Sunday, January 8th, 2012
Just for the record, I similarly loathe high-fructose corn syrup too!
Here’s a new concept: When we put any substance on or in our bodies, it is ultimately the same as digesting it.
So what about the shampoo, soap, deodorant, and toothpaste we use? What’s actually in that stuff? Check your labels and I’m pretty sure you’ll find the ever-popular and uber-mysterious ingredient known “sodium lauryl sulfate.”

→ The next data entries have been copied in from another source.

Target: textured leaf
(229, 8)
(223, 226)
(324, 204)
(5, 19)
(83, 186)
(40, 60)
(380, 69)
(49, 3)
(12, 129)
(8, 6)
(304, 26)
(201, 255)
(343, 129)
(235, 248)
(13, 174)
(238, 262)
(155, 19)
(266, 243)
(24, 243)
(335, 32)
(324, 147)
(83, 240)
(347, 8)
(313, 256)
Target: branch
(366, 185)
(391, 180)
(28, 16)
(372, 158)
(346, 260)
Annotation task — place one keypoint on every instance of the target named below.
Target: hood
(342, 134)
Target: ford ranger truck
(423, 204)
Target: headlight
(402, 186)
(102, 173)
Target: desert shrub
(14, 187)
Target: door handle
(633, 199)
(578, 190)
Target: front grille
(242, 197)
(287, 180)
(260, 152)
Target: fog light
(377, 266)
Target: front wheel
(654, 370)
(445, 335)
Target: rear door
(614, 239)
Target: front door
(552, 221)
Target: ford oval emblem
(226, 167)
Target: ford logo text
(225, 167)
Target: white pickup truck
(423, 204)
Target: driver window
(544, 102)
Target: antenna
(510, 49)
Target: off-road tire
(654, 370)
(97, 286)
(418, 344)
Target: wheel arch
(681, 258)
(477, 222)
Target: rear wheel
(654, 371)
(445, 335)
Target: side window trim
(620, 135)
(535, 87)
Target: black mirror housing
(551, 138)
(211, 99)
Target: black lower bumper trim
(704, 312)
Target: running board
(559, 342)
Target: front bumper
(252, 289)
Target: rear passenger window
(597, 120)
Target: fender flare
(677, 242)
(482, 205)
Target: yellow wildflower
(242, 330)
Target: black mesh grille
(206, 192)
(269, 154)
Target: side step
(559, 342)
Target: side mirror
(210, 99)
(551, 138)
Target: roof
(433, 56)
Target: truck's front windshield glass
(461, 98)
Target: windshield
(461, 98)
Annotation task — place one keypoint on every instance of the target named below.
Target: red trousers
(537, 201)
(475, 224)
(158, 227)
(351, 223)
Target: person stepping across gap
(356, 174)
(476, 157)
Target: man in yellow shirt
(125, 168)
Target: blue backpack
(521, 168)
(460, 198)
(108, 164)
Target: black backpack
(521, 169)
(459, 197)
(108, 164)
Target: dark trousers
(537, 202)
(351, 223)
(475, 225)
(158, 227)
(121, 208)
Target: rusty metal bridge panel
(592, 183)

Basically, it’s made by scientifically mutating the fatty acids of coconut and/or palm kernel oil. (Either I’m really smart or I went to Wikipedia for that.)
I have to be honest; I always feel uneasy when we start talking about mutating the cells of anything, because really, that’s what cancer is: mutated cells.
Well, I would be able to look past that part if it weren’t for one little thing: products with sodium lauryl sulfate always cause my skin to break out. Therefore, I have to buy most of my hygiene products at Whole Foods, where sodium lauryl sulfate will not be listed in the ingredients list.
It would be one thing if this only happened to me, along with thousands of other people who have suffered irritation, but it also has the same effect on my 13 month-old son.
My wife and I were using a popular brand-name, “organic” baby soap for him in the bath tub. After a few days, we noticed the same eczema-looking rash I used to get. I looked at the back label of the soap and sure enough, there it was:
Sodium lauryl sulfate.
Man, companies can be tricky these days, wanting to slip that stuff in all their products. I see it as the hygiene equivalent of high-fructose corn syrup; the cheap, low-grade, Frankenstein-corn-derived sweetener found in most processed foods, thanks to the folks at Monsanto, who bully corn farmers into growing their copyrighted corn. (I learned that by watching Food Inc. on Netflix. I’m one cultured dude.)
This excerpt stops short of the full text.